Satoru Iwata is perhaps best remembered for leading Nintendo through the development of the DS and Wii, two wildly successful systems which undeniably helped bring gaming to a wider and more mainstream audience. But decades before becoming the company’s President in 2002, he got his start in the industry as a developer working on many early console and computer games. [Robin Harbron] recently decided to dig into one of the Iwata’s earliest projects, Star Battle for the VIC-20.
It’s been known for some time that Iwata, then just 22 years old, had hidden his name and a message in the game’s source code. But [Robin] wondered if there was more to the story. Looking at the text in memory, he noticed the lines were actually null-terminated. Realizing the message was likely intended to get printed on the screen at one point during the game’s development, he started hunting for a way to trigger the nearly 40 year old Easter Egg.
As it turns out, it’s hidden behind a single flag in the code. Just change it from 0 to 1, and the game will display Iwata’s long-hidden credit screen. That proved the message was originally intended to be visible to players, but it still didn’t explain how they were supposed to trigger it during normal game play.
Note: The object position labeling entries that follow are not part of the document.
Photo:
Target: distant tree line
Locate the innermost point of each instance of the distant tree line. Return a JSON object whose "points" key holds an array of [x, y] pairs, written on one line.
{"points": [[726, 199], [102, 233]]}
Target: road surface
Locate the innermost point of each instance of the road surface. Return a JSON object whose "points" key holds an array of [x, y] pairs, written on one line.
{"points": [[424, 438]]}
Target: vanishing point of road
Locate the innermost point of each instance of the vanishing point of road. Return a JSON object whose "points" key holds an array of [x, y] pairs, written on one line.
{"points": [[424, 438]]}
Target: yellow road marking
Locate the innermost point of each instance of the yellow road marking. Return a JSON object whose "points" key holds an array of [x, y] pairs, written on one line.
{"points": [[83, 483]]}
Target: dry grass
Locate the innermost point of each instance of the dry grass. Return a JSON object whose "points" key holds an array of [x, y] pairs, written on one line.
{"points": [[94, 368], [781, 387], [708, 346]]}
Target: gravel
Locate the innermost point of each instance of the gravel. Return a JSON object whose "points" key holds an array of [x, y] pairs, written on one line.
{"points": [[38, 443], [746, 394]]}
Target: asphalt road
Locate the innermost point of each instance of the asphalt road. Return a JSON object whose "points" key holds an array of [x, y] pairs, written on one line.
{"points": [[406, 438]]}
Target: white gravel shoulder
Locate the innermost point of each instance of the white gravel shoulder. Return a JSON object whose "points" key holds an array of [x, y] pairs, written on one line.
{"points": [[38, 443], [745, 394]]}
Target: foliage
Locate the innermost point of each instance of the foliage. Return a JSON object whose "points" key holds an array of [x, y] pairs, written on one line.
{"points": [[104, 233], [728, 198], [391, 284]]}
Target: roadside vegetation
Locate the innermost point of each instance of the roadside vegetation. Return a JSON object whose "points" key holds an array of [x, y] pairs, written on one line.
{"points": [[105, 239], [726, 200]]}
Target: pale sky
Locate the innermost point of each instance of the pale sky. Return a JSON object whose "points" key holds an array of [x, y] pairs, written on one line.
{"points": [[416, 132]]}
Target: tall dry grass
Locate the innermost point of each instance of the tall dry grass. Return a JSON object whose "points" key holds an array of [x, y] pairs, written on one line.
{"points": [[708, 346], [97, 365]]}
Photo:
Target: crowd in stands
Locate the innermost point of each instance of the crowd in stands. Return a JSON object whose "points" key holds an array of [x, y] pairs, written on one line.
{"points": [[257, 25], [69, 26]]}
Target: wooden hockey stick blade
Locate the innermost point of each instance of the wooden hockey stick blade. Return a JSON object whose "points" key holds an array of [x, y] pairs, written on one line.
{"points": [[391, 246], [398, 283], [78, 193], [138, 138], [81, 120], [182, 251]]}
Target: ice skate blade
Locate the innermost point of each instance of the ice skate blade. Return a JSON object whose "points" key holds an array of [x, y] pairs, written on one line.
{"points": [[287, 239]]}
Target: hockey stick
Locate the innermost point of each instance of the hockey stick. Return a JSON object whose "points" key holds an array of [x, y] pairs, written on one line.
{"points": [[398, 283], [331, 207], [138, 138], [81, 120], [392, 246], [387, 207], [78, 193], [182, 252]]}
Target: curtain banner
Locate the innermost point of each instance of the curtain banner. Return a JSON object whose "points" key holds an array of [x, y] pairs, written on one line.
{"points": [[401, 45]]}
That’s where things really get interesting. As [Robin] gives us a guided tour through Star Battle’s inner workings, he explains that Iwata originally intended the player to hit a special combination of keys to tick over the Easter Egg’s enable flag. All of the code is still there in the commercial release of the game, but it’s been disabled. As Iwata’s life was tragically cut short in 2015 due to complications from cancer, we’ll perhaps never know the reason he commented out the code in question before the game was released. But at least we can now finally see this hidden message from one of gaming’s true luminaries.
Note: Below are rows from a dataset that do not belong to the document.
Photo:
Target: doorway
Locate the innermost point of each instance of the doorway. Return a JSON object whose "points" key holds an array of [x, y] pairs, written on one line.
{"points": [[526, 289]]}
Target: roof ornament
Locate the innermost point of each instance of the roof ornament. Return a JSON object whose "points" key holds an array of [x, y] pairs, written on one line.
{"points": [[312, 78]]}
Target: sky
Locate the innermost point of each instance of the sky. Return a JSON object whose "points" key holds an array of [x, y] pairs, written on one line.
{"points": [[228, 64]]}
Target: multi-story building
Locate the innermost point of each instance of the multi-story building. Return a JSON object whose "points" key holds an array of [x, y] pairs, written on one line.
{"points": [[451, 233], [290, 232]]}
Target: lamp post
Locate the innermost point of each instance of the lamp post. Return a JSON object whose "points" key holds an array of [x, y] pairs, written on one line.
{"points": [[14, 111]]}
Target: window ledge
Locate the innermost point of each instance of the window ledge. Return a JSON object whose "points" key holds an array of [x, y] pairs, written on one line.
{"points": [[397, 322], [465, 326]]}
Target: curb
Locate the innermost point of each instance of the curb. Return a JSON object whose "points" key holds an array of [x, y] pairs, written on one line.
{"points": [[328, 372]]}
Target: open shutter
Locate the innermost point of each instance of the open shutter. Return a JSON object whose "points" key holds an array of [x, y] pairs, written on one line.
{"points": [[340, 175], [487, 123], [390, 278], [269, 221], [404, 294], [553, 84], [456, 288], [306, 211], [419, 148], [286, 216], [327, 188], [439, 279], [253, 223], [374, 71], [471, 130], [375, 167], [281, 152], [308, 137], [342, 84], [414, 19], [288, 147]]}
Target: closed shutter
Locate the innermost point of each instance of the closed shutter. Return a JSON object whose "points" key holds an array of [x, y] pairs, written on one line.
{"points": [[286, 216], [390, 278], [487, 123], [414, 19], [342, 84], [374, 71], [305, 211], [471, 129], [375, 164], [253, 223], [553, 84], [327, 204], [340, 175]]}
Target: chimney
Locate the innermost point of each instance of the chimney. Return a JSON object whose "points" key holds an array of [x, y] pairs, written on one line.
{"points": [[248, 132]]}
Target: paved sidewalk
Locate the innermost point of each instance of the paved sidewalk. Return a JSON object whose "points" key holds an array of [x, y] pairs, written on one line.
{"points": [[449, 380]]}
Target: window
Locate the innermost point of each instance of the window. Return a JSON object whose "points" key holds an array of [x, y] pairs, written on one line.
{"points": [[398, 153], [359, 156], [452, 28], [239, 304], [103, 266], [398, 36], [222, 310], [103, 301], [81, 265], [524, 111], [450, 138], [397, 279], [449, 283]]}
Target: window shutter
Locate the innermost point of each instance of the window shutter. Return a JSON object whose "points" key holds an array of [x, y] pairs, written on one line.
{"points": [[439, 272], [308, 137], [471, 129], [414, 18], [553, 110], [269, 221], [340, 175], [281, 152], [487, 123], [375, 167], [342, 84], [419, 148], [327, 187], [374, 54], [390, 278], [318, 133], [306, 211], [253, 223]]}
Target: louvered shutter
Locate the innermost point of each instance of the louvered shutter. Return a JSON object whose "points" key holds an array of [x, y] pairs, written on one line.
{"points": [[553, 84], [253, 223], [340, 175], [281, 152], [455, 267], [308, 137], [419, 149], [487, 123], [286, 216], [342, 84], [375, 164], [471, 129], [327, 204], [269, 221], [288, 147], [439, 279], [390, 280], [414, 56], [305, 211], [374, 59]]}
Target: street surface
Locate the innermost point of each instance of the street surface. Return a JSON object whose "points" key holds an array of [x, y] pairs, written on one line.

Last time we heard from [Robin], he’d uncovered a secret C64 program hidden on a vinyl record. With his track record so far, we can’t wait to see what he digs into next.
Probably for similar reasons to the first easter egg which appeared in Adventure for the Atari 2600. Atari’s owners demanded that all their developers be anonymous (and therefore interchangable and cheap), so the devs got sneaky. Wouldn’t surprise me if the easter egg got discovered before release and the publisher insisted it be disabled.
That used to be quite a common insistence across several areas (not just games). We usually found a way though – people are easily bought by having their name added to the roll call :-)
Many years ago I was working on a interactive disk that was given out to customers of a realtor. I wanted a way to prove that I wrote the software so I put a similar screen. It was activated by typing my name when you were on one of the screens in the presentation. As fate would have it, I was showing my boss something on my computer and had that page running in the background. I think that I was logging into my email, which involved typing my name. Even though the program didn’t have focus, it still caught those keystrokes and started displaying my easter egg. My boss wan’t happy about that and told me to remove it. I just ended up burying it deeper so that it wasn’t easily accessible. Maybe something similar happened here too?
It picked up the keystrokes even though it didn’t have focus… so you built a keylogger? And when your boss called you on it, you just hid it instead of removing it.
Sometimes hidden key combinations with a purpose for development are also left in.
If you have experience with novell netware from 20 years ago you maybe know the key combination ctrl,alt leftshift, ctrl,alt,rightshift esc. You can do it with two hands but its difficult.
If entered on the server the memory is dumped and the system hard resets, always funny to do at a fair when salesmen are bragging about robustness.
Dang, wish I had known that back in 1995 when I took over IT duties at the small factory I worked at with minimal training (and minimal pay). I was young and dumb (but computer literate), and managed to keep the network alive and ticking until I left that festering hole a couple years later. That particular trick would have been useful for getting the server upgrades we drastically needed. The GM at that factory was a real tightwad, and a real jerk. For example: He made me replace our dying SCSI drives with a pair of cheap PATA IDE drives despite my protests, and then got on my case for how long file transfers were taking afterward! It might have been useful for convincing him to allow me to get some up-to-date hardware. (“Look, the server keeps doing that. We need a new one…”)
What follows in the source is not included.